A Schools Week investigation last week revealed at least three academy trusts have already been struck by the devastating cyber crime in March alone.
Harris today warned that the “highly sophisticated attack . . . will have significant impact on our academies but it will take time to uncover the exact details of what has or has not happened, and to resolve”.
The trust has recruited the services of a specialised firm of cyber technology consultants and is working closely with the National Crime Agency and National Cyber Security Centre (NCSC).
Devices and communications disabled
As a result of the attack Harris Federation devices given to pupils “have been disabled as a precaution and cannot be currently used”.
Harris’ email and telephone systems have also been temporarily disabled.
All Harris Academies remain open today, and the trust said it will “endeavour to keep them open until the end of term”.
The trust added: “We know that some families will have important individual concerns around data and that in these cases you will want to know more about the nature of the attack.
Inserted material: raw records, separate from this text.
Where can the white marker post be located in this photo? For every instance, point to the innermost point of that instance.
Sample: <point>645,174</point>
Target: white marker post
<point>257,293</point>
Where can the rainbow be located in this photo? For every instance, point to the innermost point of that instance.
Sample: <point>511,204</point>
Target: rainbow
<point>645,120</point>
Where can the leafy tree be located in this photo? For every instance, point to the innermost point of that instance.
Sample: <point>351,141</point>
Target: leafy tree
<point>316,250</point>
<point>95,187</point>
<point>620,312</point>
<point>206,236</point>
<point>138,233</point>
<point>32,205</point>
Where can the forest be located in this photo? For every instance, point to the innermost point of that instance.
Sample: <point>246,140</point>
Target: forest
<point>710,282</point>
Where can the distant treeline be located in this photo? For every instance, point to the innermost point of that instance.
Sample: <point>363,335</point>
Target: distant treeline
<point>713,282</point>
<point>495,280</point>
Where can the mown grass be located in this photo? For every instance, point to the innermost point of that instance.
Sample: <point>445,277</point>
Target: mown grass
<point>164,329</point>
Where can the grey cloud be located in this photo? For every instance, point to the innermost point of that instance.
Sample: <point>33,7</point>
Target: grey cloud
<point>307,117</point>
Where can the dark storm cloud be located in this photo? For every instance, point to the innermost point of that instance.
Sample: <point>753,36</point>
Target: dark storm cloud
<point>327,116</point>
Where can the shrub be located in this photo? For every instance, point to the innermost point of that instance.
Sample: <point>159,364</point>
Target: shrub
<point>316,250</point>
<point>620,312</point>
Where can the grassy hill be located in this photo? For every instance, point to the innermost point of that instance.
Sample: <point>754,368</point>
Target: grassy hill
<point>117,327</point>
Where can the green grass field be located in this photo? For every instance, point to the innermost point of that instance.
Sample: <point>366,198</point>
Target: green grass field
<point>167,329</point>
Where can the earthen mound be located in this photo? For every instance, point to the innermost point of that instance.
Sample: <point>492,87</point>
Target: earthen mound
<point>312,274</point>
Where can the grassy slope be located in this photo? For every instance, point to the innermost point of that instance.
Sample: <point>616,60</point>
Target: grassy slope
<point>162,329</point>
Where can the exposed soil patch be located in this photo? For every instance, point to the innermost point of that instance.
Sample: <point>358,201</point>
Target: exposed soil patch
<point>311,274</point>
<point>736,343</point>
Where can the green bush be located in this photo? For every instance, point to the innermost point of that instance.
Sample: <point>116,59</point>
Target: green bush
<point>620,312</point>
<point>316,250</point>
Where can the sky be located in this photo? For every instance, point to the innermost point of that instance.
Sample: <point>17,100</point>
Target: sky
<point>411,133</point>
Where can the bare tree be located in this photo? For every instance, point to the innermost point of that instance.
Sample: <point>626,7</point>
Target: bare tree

Because we do not want to risk providing incorrect information, we will communicate further once we have clarity and liaise as appropriate with the Information Commissioner’s Office”.
Schools have become ‘soft targets’
Ransomware is a type of malware that prevents you from accessing your system or the data held there, according to the NCSC.
The data is usually encrypted and may be deleted or stolen. Following the initial attack those responsible will “usually send a ransom note demanding payment to recover the data”.
Ruth Schofield, of cyber security experts Heimdal Security, previously told Schools Week the “rapid switch to remote learning” has made schools more dependent on their IT systems. But security has become less of a priority “in the rush to get pupils online”.
“At a time when businesses have been strengthening their defences, schools have become soft targets for criminals,” she added.
An NCSC spokesperson said it was working with trust to “fully understand” the impact of the attack and urged schools to follow its advice in order to protect themselves from “the significant threat posed by ransomware attacks”.
Cambridge Meridian Academies Trust (CMAT), Nova Education Trust and Castle School Education Trust (CSET) have all been hit in similar attack already this month.